A DAMARIS D’ÉPHÈSE. I.

Un jour peut-être, vous lirez cet écrit. Si vous le lisez, ne pensez pas que ma vertu ait faibli, au moment d’entrer dans l’éternel silence ; ne croyez pas que la mort, avant de fermer mes lèvres, leur ait arraché malgré moi un souvenir qui voulait vivre, vivre à tout prix. Si vous le lisez, il vous faudra sans doute faire effort pour comprendre et vous rappeler. Mon nom repassera d’abord comme un bruit inconnu dans cet heureux tumulte où s’étourdit votre vie ; comme un chant d’un soir ancien, qu’on écouta distraitement une fois ; on l’entend après des années et l’on demande : de qui ce chant dont je ne me souviens pas ?

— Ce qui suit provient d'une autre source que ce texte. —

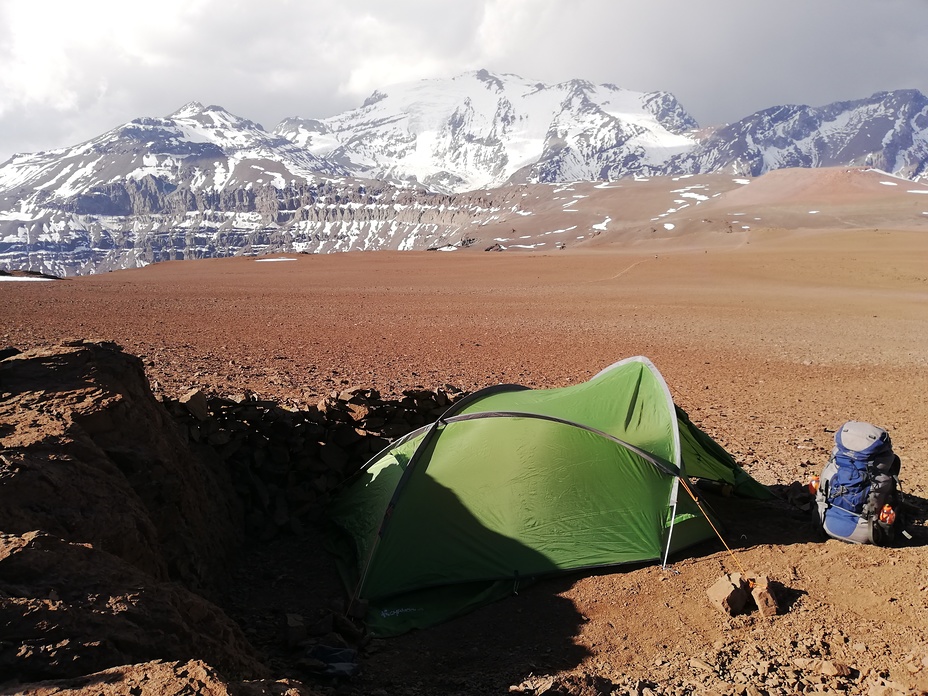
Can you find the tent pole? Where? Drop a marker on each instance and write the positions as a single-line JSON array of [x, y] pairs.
[[673, 516]]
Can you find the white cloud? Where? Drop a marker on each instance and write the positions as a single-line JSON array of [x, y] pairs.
[[72, 70]]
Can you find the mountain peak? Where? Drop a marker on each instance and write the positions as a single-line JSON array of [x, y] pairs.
[[189, 109]]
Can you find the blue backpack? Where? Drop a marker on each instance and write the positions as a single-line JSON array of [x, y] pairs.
[[858, 496]]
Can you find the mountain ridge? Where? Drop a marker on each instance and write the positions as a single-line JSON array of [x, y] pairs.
[[418, 165]]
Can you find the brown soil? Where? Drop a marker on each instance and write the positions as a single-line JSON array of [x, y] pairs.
[[769, 343]]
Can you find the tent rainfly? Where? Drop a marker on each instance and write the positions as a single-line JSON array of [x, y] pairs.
[[513, 483]]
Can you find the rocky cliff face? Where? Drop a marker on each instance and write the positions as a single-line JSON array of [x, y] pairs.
[[888, 131]]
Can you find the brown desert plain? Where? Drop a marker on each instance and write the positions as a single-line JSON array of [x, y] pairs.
[[770, 334]]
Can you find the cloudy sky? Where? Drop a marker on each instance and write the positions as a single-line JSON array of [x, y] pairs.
[[71, 70]]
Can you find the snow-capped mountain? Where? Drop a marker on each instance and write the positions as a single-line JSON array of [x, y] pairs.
[[481, 130], [394, 173], [888, 131]]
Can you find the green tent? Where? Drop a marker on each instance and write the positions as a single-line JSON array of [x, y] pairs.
[[513, 483]]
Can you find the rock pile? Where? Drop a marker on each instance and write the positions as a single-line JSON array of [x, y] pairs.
[[283, 462], [117, 519]]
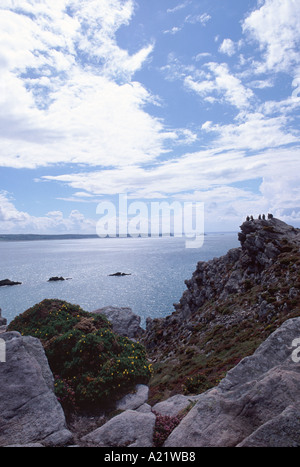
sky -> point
(162, 100)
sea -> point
(156, 268)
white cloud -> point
(253, 132)
(14, 221)
(227, 47)
(202, 19)
(54, 108)
(226, 86)
(178, 7)
(275, 26)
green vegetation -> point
(92, 365)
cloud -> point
(14, 221)
(252, 131)
(178, 7)
(68, 89)
(227, 47)
(221, 86)
(275, 27)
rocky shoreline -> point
(226, 362)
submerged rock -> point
(120, 274)
(56, 278)
(8, 282)
(124, 321)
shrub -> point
(93, 365)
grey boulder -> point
(29, 410)
(256, 404)
(130, 428)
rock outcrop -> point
(230, 306)
(29, 410)
(3, 321)
(256, 404)
(5, 282)
(130, 428)
(124, 321)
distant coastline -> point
(30, 237)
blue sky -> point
(164, 100)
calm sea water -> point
(158, 268)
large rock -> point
(130, 428)
(29, 410)
(174, 405)
(3, 321)
(257, 403)
(124, 321)
(134, 400)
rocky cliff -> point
(226, 362)
(230, 306)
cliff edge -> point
(230, 306)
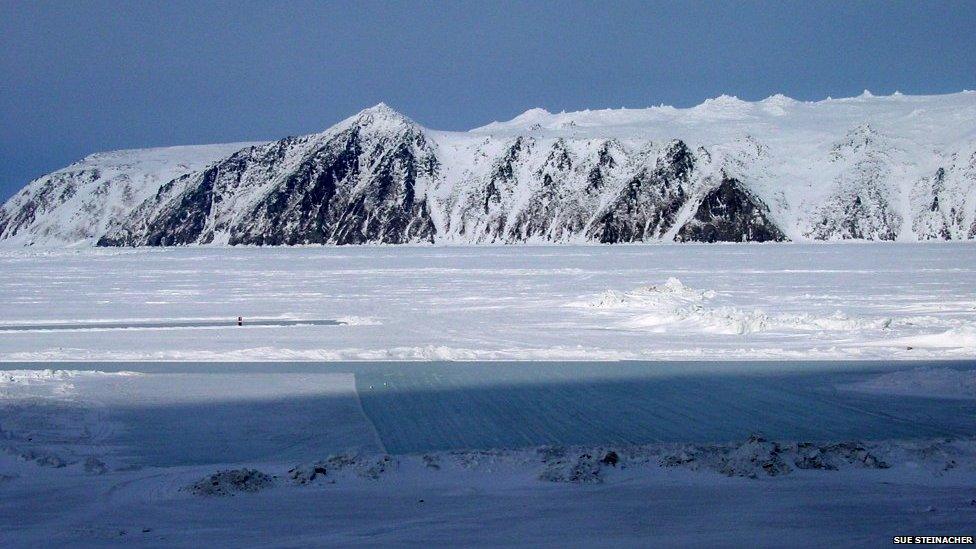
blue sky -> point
(80, 77)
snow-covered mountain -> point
(876, 168)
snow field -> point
(794, 301)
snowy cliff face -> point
(361, 181)
(76, 204)
(872, 168)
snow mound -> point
(921, 382)
(673, 305)
(582, 467)
(758, 457)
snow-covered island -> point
(874, 168)
(185, 364)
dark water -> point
(425, 406)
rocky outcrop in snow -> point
(872, 168)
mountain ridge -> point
(871, 168)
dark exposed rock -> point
(230, 482)
(729, 213)
(648, 205)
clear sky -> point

Un matin où vous serez lasse après les danses, — on ne vous voit pensive qu’à ces rares instans, — remontez dans le passé, tout le long des visions enchantées qui ont empli votre jeunesse, et rappelez-vous. Rappelez-vous une nuit de juin, déjà lointaine, qui vous trouva aux bords du Caystre, sur la plage où le fleuve se jette dans la mer. Cléon, le riche marchand de Smyrne, y donnait à ses amis une fête magnifique. C’était l’époque où les solennités de la Grande-Déesse rassemblent à Éphèse tous les oisifs de la Grèce et de l’Asie. Tous assistaient à la fête de Cléon : les changeurs opulens de Chypre et de Cos, les négocians de Lycie, les rhéteurs en renom d’Alexandrie et d’Athènes, les poètes de Sicile, les étrangers arrivés avec les caravanes de Perse et de Colchide, les tribuns des légions romaines et les familiers du proconsul. Les femmes étaient en nombre, les plus belles et les plus vantées de Smyrne, d’Éphèse, des Iles. Cléon avait fait venir le chœur célèbre des musiciens de Lesbos. Autour des nappes de pourpre, couvertes de fruits, de roses et de vins d’or, les esclaves agitaient des torches de résine. Ce fut durant quelques heures, sur le sable de la plage, sur les roseaux froissés du Caystre, un bruit joyeux et fou de voix, de rires, de chansons, couvrant les battemens de la vague sur la grève.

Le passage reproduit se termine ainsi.